Evaluation Example: Beat Tracking#
import IPython.display as ipd
import matplotlib.pyplot as plt
import librosa.display
import mir_eval
import numpy
from mirdotcom import mirdotcom
mirdotcom.init()
Evaluation method: compute the error between the estimated beat times and some reference list of beat locations. Many metrics additionally compare the beat sequences at different metric levels in order to deal with the ambiguity of tempo.
Let’s evaluate a beat detector on the following audio:
filename = mirdotcom.get_audio("prelude_cmaj.wav")

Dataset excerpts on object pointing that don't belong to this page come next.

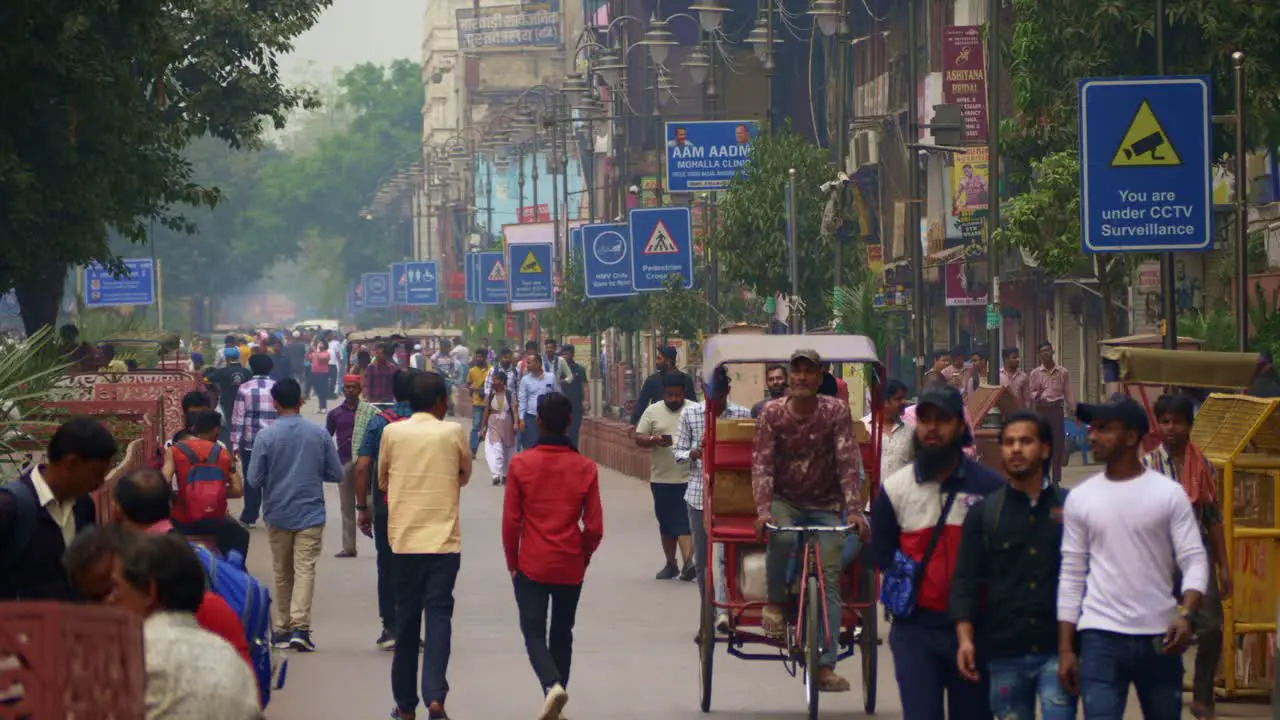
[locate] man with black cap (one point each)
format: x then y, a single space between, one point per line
917 523
1125 532
572 381
807 470
652 391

y, sr = librosa.load(filename)
ipd.Audio(y, rate=sr)
Detect Beats#
Estimate the beats using beat_track:
est_tempo, est_beats = librosa.beat.beat_track(y=y, sr=sr, bpm=120)
est_beats = librosa.frames_to_time(est_beats, sr=sr)
est_beats
array([1.021678 , 1.53251701, 1.9969161 , 2.48453515, 2.9721542 ,
3.43655329, 3.90095238, 4.41179138, 4.89941043, 5.38702948,
5.85142857, 6.33904762, 6.82666667, 7.29106576])
Load a fictional reference annotation.
ref_beats = numpy.array(
[
0,
0.50,
1.02,
1.53,
1.99,
2.48,
2.97,
3.43,
3.90,
4.41,
4.89,
5.38,
5.85,
6.33,
6.82,
7.29,
7.70,
]
)
Plot the estimated and reference beats together.
D = librosa.stft(y)
S = abs(D)
S_db = librosa.amplitude_to_db(S)
librosa.display.specshow(S_db, sr=sr, x_axis="time", y_axis="log")
plt.ylim(0, 8192)
plt.vlines(est_beats, 0, 8192, color="#00ff00")
plt.scatter(ref_beats, 5000 * numpy.ones_like(ref_beats), color="k", s=100)
<matplotlib.collections.PathCollection at 0x104122e10>
Evaluate#
Evaluate using mir_eval.beat.evaluate:
mir_eval.beat.evaluate(ref_beats, est_beats)
---------------------------------------------------------------------------
TypeError Traceback (most recent call last)
<ipython-input-31-6a77a8e60fa6> in <module>()
----> 1 mir_eval.beat.evaluate(ref_beats, est_beats)
~/anaconda3/lib/python3.6/site-packages/mir_eval/beat.py in evaluate(reference_beats, estimated_beats, **kwargs)
751 # P-Score
752 scores['P-score'] = util.filter_kwargs(p_score, reference_beats,
--> 753 estimated_beats, **kwargs)
754
755 # Continuity metrics
~/anaconda3/lib/python3.6/site-packages/mir_eval/util.py in filter_kwargs(_function, *args, **kwargs)
872 filtered_kwargs[kwarg] = value
873 # Call the function with the supplied args and the filtered kwarg dict
--> 874 return _function(*args, **filtered_kwargs)
875
876
~/anaconda3/lib/python3.6/site-packages/mir_eval/beat.py in p_score(reference_beats, estimated_beats, p_score_threshold)
407 start = middle_lag - win_size
408 end = middle_lag + win_size + 1
--> 409 train_correlation = train_correlation[start:end]
410 # Compute and return the P-score
411 n_beats = np.max([estimated_beats.shape[0], reference_beats.shape[0]])
TypeError: slice indices must be integers or None or have an __index__ method
Hidden benefits
Input validation! Many errors can be traced back to ill-formatted data.
Standardized behavior, full test coverage.
More than metrics#
mir_eval has tools for display and sonification.
import librosa.display
import mir_eval.display
Common plots: events, labeled_intervals
pitch, multipitch, piano_roll segments, hierarchy, separation
Example: Events#
librosa.display.specshow(S, x_axis="time", y_axis="mel")
mir_eval.display.events(ref_beats, color="w", alpha=0.8, linewidth=3)
mir_eval.display.events(est_beats, color="c", alpha=0.8, linewidth=3, linestyle="--")
Example: Labeled Intervals#
Example: Source Separation#
y_harm, y_perc = librosa.effects.hpss(y, margin=8)
plt.figure(figsize=(12, 4))
mir_eval.display.separation([y_perc, y_harm], sr, labels=["percussive", "harmonic"])
plt.legend()